Le contrôle s’étend ensuite à la méthode de comparaison des performances entre salariés. La cour estime que “la comparaison des chiffres d’affaires réalisés par plusieurs délégués commerciaux n’est pas probante”. Elle motive cette position par des différences dans le nombre de départements gérés et par l’absence d’établissement du potentiel de chaque secteur. Elle note aussi que “le périmètre d’action a été modifié entre 2006 et 2007 et entre 2007 et 2008”. Elle en déduit que “ces changements décidés par l’employeur ne favorisaient pas le développement des résultats”. Le juge exige donc une comparaison équitable, fondée sur des situations professionnelles comparables. Il sanctionne les modifications unilatérales de l’environnement de travail nuisant à la performance. Ce raisonnement limite l’appréciation discrétionnaire de l’employeur.

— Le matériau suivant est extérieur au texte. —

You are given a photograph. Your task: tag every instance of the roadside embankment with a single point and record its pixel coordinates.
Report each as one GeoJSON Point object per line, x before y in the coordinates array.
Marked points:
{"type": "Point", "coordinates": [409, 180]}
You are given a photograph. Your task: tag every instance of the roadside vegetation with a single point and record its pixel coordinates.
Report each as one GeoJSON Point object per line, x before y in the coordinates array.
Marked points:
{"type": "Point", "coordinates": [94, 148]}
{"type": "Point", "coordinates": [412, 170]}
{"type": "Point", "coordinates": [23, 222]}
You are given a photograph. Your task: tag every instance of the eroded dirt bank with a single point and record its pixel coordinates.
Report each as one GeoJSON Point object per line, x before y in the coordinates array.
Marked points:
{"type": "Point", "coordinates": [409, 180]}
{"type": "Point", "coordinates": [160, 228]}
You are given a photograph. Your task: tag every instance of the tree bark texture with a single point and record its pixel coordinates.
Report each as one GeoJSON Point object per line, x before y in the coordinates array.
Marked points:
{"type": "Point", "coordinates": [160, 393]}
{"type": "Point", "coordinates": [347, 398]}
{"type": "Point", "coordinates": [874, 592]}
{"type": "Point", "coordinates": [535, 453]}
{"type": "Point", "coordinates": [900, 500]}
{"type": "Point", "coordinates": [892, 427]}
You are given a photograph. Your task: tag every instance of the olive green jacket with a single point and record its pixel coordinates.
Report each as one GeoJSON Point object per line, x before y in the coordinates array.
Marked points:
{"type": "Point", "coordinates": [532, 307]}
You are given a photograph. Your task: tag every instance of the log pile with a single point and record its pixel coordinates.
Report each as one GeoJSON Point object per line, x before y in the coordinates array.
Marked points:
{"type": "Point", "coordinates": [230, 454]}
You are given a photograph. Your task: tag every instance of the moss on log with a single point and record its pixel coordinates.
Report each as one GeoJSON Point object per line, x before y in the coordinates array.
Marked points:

La décision illustre la portée protectrice du contrôle judiciaire sur les motifs du licenciement. Elle affirme l’exigence d’un lien direct entre les résultats insuffisants et une faute ou une insuffisance professionnelle du salarié. En l’espèce, la cour conclut qu’“aucune faute ni insuffisance professionnelle n’est démontrée”. Cette exigence protège le salarié contre les aléas économiques ou les décisions managériales défavorables. L’arrêt rappelle que la simple non-atteinte d’un objectif, surtout si celui-ci est irréaliste, ne suffit pas. Le juge réaffirme son pouvoir souverain d’appréciation des éléments fournis par l’employeur. Il vérifie la matérialité des faits, leur ancienneté, et leur lien causal avec la décision de licenciement.
Cette jurisprudence s’inscrit dans une ligne constante de protection contre les licenciements abusifs. Elle renforce les obligations de l’employeur en matière de fixation d’objectifs. Elle impose un devoir de loyauté dans la gestion des forces de vente. La cour écarte par ailleurs la qualification de licenciement économique déguisé. Elle estime que le “caractère économique du licenciement – non visé par la lettre de licenciement – ne peut être retenu”. Cette solution est traditionnelle. Elle exige que le motif économique soit invoqué lors de la rupture. L’arrêt contribue ainsi à clarifier la frontière entre licenciement pour cause personnelle et économique. Il garantit l’application des procédures spécifiques attachées à chaque type de licenciement.